Menanggapi keluhan tentang mekanisme pendaftaran vaksinasi yang tidak satu pintu, Nadia beralasan hal itu sebagai upaya perluasan akses vaksin ke masyarakat. “Semakin banyak pos vaksinasi, semakin banyak platform untuk pendaftaran – pilihan mau registrasi secara elektronik ataupun walk-in itu semua ada plus-minusnya, itu sebenarnya untuk mempercepat dan mempermudah,” sambungnya. Di samping itu, ia menilai kesiapan infrastruktur teknologi menjadi hambatan untuk sistem satu pintu.
“Kalau satu (pintu), beban tuh pasti akan besar, tidak mungkin ya untuk bisa, dalam arti banyak kendala-kendala akhirnya tidak berjalan dengan baik, seperti di awal kita menggunakan satu sistem aplikasi Peduli Lindungi kan kemudian banyak sekali terjadi masalah, bahkan kemudian kita tidak bisa mempercepat vaksinasi sesuai dengan waktu yang kita harapkan,” bebernya.
Target yang Sulit Terealisasi
Sulit menjadikan program vaksinasi COVID-19 sebagai solusi andalan untuk keluar dari pandemi, kata epidemiolog dari Universitas Indonesia yang juga anggota Dewan Pakar Ikatan Ahli Kesehatan Masyarakat Indonesia (IAKMI), Hermawan Saputra. Tanpa kemampuan memproduksi vaksin COVID-19 secara mandiri, pemerintah seharusnya fokus memutus mata rantai penularan dengan memberlakukan lockdown sekaligus mempercepat dan menambah jumlah testing atau uji COVID-19 juga pelacakan kontak (contact tracing). Program vaksinasi sendiri sebaiknya bersifat sebagai pelengkap strategi.

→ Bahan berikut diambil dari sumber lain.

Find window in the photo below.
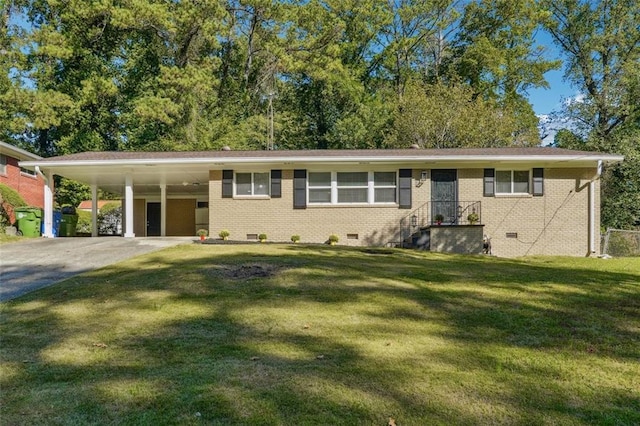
[336,172,369,203]
[495,170,529,194]
[309,172,331,203]
[373,172,396,203]
[235,173,269,197]
[308,172,397,204]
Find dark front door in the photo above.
[147,203,160,237]
[431,169,458,225]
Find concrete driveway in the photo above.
[0,237,195,302]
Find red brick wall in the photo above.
[0,156,44,219]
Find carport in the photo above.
[20,152,214,238]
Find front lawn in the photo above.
[0,244,640,426]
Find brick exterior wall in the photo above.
[209,169,428,246]
[458,168,600,257]
[0,155,44,221]
[209,167,600,257]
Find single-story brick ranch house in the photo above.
[21,147,623,256]
[0,141,44,222]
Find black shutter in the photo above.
[398,169,413,209]
[271,170,282,198]
[222,170,233,198]
[293,170,307,209]
[483,169,496,197]
[533,169,544,197]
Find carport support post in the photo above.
[42,171,54,238]
[124,174,136,238]
[91,185,98,237]
[160,183,167,237]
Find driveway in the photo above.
[0,237,194,302]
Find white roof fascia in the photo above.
[20,154,624,168]
[0,141,42,160]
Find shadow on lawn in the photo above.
[2,246,640,424]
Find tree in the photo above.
[391,83,538,148]
[545,0,640,228]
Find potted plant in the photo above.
[197,228,209,241]
[467,212,480,225]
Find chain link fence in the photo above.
[600,229,640,257]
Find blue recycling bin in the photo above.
[40,210,62,237]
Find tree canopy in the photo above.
[0,0,558,155]
[0,0,640,230]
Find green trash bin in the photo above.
[15,207,42,237]
[58,214,78,237]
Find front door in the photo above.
[147,203,161,237]
[431,169,458,225]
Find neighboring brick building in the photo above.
[23,147,623,257]
[0,142,44,221]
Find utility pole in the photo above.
[267,92,274,151]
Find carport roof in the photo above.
[20,147,623,195]
[23,147,623,167]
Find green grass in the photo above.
[0,244,640,425]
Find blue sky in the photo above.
[529,31,579,115]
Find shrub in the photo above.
[76,210,91,234]
[0,183,27,232]
[98,202,122,235]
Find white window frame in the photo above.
[0,154,7,176]
[307,170,398,206]
[493,169,532,195]
[233,171,271,198]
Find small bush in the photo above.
[98,202,122,235]
[76,210,91,234]
[0,183,27,233]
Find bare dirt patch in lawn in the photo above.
[209,263,283,280]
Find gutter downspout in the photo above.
[589,160,603,256]
[35,166,55,238]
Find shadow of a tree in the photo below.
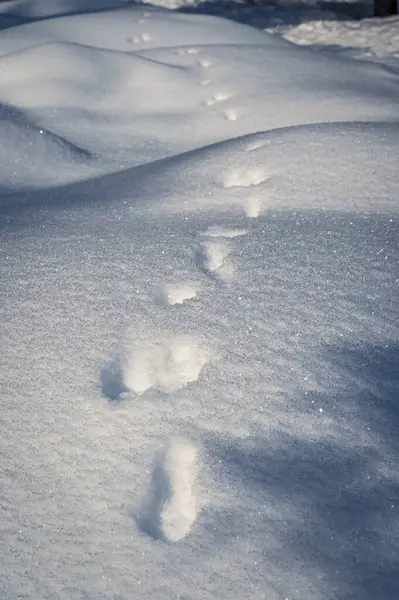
[203,343,399,600]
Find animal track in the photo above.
[224,108,238,121]
[244,196,262,219]
[139,437,200,542]
[121,335,211,395]
[223,169,269,188]
[246,140,270,152]
[195,240,231,274]
[177,48,201,56]
[205,93,230,106]
[156,283,197,306]
[201,225,248,238]
[140,33,152,43]
[198,58,212,69]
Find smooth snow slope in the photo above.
[0,8,399,600]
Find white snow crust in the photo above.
[0,0,399,600]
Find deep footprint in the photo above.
[139,437,199,542]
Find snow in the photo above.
[0,0,399,600]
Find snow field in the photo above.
[140,438,199,542]
[0,0,399,600]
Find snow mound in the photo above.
[140,437,199,542]
[0,108,94,191]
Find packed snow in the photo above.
[0,0,399,600]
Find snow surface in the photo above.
[0,0,399,600]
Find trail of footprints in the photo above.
[101,48,268,542]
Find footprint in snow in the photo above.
[201,225,248,238]
[223,168,270,188]
[198,58,212,69]
[205,92,230,106]
[243,196,263,219]
[140,33,152,43]
[155,283,197,306]
[194,240,232,279]
[224,108,238,121]
[138,437,200,543]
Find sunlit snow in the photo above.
[0,0,399,600]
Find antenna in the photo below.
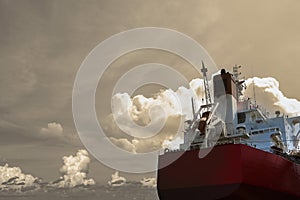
[191,97,196,119]
[201,60,211,105]
[252,67,256,106]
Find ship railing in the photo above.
[238,97,269,117]
[249,127,280,135]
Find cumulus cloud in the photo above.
[0,164,39,190]
[245,77,300,116]
[108,171,126,187]
[104,77,300,153]
[50,149,95,188]
[104,79,204,153]
[40,122,64,137]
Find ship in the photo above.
[157,62,300,200]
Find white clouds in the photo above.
[108,171,126,187]
[50,149,95,188]
[0,164,39,190]
[40,122,63,137]
[245,77,300,115]
[105,77,300,153]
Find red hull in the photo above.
[157,144,300,200]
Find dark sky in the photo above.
[0,0,300,184]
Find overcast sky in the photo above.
[0,0,300,184]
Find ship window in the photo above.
[238,113,246,124]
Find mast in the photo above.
[201,60,211,105]
[233,65,246,101]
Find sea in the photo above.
[0,183,159,200]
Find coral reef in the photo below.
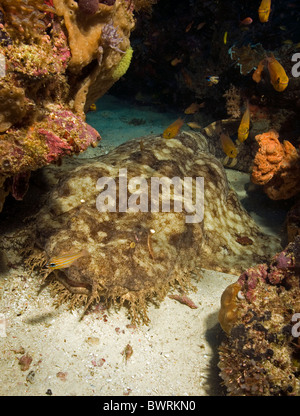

Namun yang terjadi, sambung Hermawan, pemerintah kini justru menciptakan target vaksinasi yang sulit terpenuhi secara kuantitas maupun kualitas.
“Akhirnya mekanisme pendaftaran, kemudian ada yang mengusulkan berdasarkan NIK atau data kependudukan, ada yang harus mendaftar terutama anak muda, membuat pola ini memang menjadi lebih rumit, karena banyaknya pintu (sebagai) imbas dari target yang begitu besar: vaksinasi 1-2 juta (dosis) per hari. Target ini memunculkan persoalan quality dalam perekaman, pendataan dan pemberian vaksin,” jelas Hermawan dalam wawancara dengan VOA (23/7).
Sejak program vaksinasi COVID-19 di Indonesia dimulai lebih dari setengah tahun lalu, per 26 Juli 2021, baru 8,7 persen target populasi yang sudah menerima vaksinasi penuh, dengan tambahan 258.346 dosis pertama dan 223.374 dosis kedua diberikan ke masyarakat hari itu, separuh dari target vaksinasi satu juta dosis per hari pada bulan Juli. [rd/em]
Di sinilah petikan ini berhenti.